The history in this city is incredible. Its name has changed three times, from St Petersburg, to Petrograd, to Leningrad, and now once again to St Petersburg. Photos of the world's third largest church, St Isaac's, show locals harvesting cabbages from the church grounds during WWII. Assassinations and wars and uprisings and Bloody Sunday, the taking of land from Sweden, a princess reknowned for her lovers, civil war, starvation, Tsars... All of it combines to create a shroud of mystery that can't be pierced by the summer's heat or light.

Nor have the Tsars lost any of their mystery, in fact the more I hear about them the more interested I am. From the false mystery surrounding the "missing" remains of Anastasia (discovered a couple of decades back, identified and reburied) to the real one surrounding the remains of her younger siblings ( burnt with acid so their bones would never be found; the rain started after that and the rest of the family had to be buried in a mass grave instead), the family has retained its mystique. The Soviets killed the last of the Romanovs to take the heart out of the monarchist uprising, but in doing so they ensured their enemies would be forever remembered. The city is so indelibly marked by the characters of its history that it feels haunted, you keep expecting the unusual figure of the city's founder, Peter the Great, to appear at the next corner and demand that you have another shot of vodka. Incidentally, he was the world's first recognised alcoholic and had around 19 diseases when he died at 53.

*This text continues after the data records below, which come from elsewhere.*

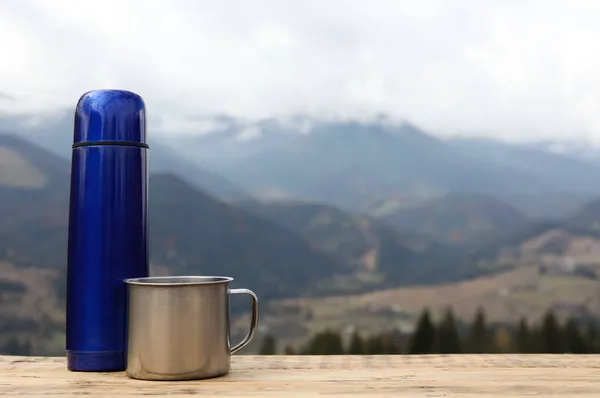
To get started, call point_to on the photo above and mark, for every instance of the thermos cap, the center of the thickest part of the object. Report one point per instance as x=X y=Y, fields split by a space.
x=110 y=117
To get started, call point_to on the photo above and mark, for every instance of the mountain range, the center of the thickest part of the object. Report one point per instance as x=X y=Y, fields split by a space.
x=305 y=208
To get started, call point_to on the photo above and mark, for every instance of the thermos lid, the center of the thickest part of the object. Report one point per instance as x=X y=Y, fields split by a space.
x=110 y=117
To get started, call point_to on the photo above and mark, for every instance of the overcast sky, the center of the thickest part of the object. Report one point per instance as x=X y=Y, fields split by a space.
x=498 y=68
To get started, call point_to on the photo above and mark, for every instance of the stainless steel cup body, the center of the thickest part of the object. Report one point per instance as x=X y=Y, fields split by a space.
x=179 y=327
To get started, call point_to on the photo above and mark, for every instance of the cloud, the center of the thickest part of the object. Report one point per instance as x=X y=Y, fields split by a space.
x=513 y=69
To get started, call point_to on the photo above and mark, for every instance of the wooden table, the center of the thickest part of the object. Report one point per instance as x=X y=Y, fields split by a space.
x=312 y=376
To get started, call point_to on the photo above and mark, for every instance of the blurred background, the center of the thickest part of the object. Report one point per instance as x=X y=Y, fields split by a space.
x=388 y=176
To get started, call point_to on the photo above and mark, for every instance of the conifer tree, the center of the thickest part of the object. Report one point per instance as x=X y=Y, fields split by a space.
x=574 y=342
x=268 y=346
x=327 y=342
x=524 y=342
x=478 y=340
x=550 y=335
x=591 y=337
x=423 y=337
x=356 y=345
x=447 y=338
x=374 y=346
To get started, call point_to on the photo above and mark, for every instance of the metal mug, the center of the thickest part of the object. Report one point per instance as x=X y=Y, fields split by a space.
x=179 y=327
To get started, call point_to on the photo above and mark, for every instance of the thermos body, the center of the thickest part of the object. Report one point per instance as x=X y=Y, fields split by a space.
x=108 y=227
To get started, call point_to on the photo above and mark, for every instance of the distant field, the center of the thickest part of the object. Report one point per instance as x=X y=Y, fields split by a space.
x=505 y=297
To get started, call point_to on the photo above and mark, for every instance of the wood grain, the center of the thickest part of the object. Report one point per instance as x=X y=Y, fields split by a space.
x=311 y=376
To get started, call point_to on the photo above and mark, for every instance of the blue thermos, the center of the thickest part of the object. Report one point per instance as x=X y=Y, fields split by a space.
x=108 y=226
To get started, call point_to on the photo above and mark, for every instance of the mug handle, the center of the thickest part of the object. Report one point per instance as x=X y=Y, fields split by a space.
x=254 y=321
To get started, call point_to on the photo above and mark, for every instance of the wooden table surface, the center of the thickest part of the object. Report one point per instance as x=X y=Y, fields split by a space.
x=312 y=376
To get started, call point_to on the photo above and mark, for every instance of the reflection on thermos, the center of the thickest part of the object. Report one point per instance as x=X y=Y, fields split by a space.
x=108 y=226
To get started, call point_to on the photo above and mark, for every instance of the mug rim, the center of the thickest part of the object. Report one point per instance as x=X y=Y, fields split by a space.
x=182 y=280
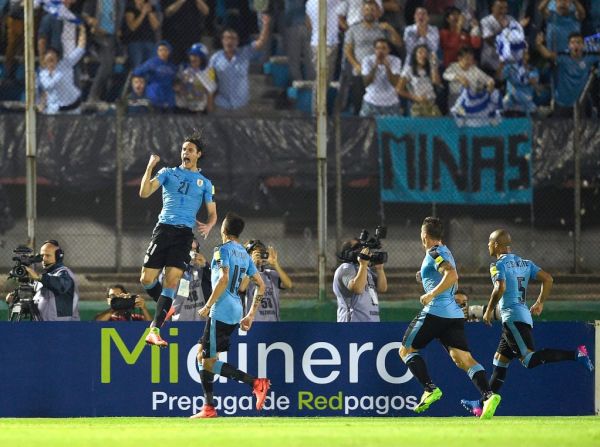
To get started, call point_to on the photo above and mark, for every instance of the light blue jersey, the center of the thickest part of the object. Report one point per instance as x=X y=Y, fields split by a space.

The biggest surprise of St Petersburg however, is its prison. The rooms were about three times the size of my boarding school cubicle, heated with wood stoves, funished with beds and the walls patterned with wallpaper! The Communist prison in Romania's northern city of Sighetu Marmatiei contained a punishment cell in which prisoners were chained in the middle of the floor, barefoot and naked in total darkness, with their feet tied to a grill under freezing water. St Petersburg's punishment cell was dark and cold, or dark and hot depending on the season. By comparison it is almost a holiday home.

Rising out of the swamp, this truly remarkable city is an experience that measures up to whatever imaginings you might have. People walk the streets drinking vodka, palaces line the footpaths, canals run through the city in the image of Amsterdam. Peter's favourite European city. There are no strange contrasts here; it is all Russia and everything you expect.